Com isso, o senador conseguiu mudar toda a tramitação do projeto de lei.

Voltemos ao Judiciário que, mesmo com seus problemas, pelo menos ao decidir algo, nos ensina com seus argumentos fundamentados em leis e costumes sociais civilizados.

Na decisão, o artigo do artigo do Código Civil que dava ao companheiro viúvo, ou viúva, 30% dos bens adquiridos ao longo da união, destinando o restante para outros familiares, foi declarado inconstitucional. Agora, vale para a união estável a regra do casamento, em que o cônjuge vivo recebe metade dos bens do casal e a outra metade é dividida entre outros parentes.

"O Código Civil, quando desequiparou, para fins de sucessões, o casamento e as uniões estáveis, promoveu retrocesso e uma hierarquização entre as famílias que a Constituição não permite. A Constituição trata as famílias com o mesmo grau de respeito e consideração. No caso em julgamento, os integrantes da união homoafetiva viveram juntos por 40 anos. Nem as uniões convencionais costumam durar tanto", disse Luís Roberto Barroso, relator de uma das ações.

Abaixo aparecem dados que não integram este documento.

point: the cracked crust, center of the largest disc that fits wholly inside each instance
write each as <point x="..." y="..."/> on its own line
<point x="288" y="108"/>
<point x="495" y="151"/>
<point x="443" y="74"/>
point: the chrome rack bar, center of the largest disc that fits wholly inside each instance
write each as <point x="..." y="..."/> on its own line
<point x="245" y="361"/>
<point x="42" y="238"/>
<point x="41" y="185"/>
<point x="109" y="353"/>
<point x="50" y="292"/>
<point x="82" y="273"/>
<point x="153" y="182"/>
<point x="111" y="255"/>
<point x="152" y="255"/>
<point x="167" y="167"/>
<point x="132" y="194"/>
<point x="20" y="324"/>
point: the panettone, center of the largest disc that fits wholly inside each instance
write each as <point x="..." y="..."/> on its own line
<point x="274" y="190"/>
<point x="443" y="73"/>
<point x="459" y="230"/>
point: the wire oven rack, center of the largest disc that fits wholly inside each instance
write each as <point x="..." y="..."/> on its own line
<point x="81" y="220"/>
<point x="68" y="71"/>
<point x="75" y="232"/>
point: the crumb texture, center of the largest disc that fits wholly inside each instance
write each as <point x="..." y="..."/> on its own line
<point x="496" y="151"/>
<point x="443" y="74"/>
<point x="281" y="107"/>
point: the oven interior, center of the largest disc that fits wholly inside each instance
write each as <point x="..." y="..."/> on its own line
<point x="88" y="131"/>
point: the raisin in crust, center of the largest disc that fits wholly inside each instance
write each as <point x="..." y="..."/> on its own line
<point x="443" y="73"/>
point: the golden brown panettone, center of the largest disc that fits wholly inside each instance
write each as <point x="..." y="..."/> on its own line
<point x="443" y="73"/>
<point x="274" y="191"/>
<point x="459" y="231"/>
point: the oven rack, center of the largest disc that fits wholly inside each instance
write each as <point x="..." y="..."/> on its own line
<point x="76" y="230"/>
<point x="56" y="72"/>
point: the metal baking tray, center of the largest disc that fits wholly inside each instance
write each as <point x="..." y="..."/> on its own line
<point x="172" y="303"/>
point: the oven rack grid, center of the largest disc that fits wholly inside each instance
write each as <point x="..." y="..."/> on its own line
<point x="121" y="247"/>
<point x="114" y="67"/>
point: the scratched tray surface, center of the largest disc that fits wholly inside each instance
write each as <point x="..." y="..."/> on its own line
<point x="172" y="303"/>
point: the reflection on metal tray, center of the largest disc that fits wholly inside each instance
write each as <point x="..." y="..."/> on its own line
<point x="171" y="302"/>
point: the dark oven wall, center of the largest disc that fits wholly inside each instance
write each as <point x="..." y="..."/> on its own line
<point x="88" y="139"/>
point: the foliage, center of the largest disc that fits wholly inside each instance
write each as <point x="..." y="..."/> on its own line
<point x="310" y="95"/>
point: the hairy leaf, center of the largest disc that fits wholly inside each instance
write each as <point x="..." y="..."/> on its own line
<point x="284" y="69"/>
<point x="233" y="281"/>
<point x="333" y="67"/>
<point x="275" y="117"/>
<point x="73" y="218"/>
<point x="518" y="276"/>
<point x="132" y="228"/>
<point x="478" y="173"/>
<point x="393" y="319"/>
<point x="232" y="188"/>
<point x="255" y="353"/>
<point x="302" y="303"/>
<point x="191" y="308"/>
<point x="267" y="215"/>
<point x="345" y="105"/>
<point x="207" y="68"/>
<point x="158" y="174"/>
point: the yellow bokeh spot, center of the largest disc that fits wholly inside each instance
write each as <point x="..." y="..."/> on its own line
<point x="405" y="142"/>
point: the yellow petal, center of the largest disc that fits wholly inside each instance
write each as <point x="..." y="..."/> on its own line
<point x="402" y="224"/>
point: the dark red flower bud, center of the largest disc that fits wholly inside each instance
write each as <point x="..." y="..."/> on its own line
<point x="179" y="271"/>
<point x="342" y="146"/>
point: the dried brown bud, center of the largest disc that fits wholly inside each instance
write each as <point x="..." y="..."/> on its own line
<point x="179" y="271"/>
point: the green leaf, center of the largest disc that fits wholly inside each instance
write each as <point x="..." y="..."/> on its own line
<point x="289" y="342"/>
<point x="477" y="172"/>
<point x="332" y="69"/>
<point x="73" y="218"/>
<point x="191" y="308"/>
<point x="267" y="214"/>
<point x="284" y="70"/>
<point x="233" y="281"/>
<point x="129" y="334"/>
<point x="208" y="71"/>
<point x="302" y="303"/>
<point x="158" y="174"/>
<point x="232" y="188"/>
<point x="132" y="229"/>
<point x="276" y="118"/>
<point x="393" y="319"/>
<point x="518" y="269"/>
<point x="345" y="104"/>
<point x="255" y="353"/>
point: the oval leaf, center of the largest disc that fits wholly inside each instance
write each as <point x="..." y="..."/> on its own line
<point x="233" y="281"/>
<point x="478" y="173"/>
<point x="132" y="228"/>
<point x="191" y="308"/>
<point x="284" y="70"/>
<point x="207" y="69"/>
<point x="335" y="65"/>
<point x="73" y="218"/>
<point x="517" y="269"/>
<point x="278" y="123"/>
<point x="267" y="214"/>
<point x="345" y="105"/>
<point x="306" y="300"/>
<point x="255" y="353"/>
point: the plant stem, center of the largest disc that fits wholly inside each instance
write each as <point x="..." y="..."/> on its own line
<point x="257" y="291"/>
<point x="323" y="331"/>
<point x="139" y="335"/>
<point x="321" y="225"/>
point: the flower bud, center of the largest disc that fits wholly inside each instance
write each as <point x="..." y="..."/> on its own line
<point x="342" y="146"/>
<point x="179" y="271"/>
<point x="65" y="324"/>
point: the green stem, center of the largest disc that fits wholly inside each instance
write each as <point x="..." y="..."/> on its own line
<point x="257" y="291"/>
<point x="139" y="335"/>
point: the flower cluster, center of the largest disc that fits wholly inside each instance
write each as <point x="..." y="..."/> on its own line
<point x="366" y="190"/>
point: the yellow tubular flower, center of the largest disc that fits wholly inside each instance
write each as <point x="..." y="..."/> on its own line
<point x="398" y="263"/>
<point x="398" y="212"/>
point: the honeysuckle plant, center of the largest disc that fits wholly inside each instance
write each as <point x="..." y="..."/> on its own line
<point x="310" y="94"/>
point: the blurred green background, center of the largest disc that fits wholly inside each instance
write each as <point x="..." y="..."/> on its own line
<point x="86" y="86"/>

A decisão foi tomada em dois julgamentos: um deles era de um casal heterossexual que vivia em união estável e o outro, de um casal homossexual. Nos dois casos, os companheiros vivos contestaram a forma de divisão da herança, porque a Justiça havia concedido a eles apenas 30% dos bens adquiridos na união estável. Os casos têm repercussão geral. Pelo mecanismo, juízes de todo o país ficam obrigados a tomar a mesma decisão em processos sobre o assunto.
"Essa Corte já definiu que a família não é só constituída pelo casamento civil. A proteção da família deve ser igualmente aplicada, independentemente do tipo da família, não importa se é constituída pelo casamento, união estável homoafetiva ou heteroafetiva." 
"Não me parece que o Código Civil traga um elemento discriminador razoável para diferenciar o companheiro do cônjuge. Não me parece que o Código Civil está respeitando nem a igualdade, nem a solidariedade ao privar o companheiro de 40 anos de seu quinhão da herança, só por não ter o casamento por papel passado", afirmou Alexandre de Moraes.

"Não há dúvida alguma de que há distinção entre casamento e união estável. Mas também não me parece ter dúvida alguma de que essa diferença não pode constituir uma discriminação e uma hierarquização, como se houvesse na sociedade famílias de primeira e segunda classe", declarou Fachin.

Apenas os ministros Marco Aurélio Mello, Ricardo Lewandowski e Dias Toffoli votaram pela diferenciação entre casamentos e uniões estáveis, sejam elas compostas por homossexuais ou heterossexuais. Para esses ministros, se o legislador criou os dois tipos de união, não faria sentido conferir a eles condições iguais.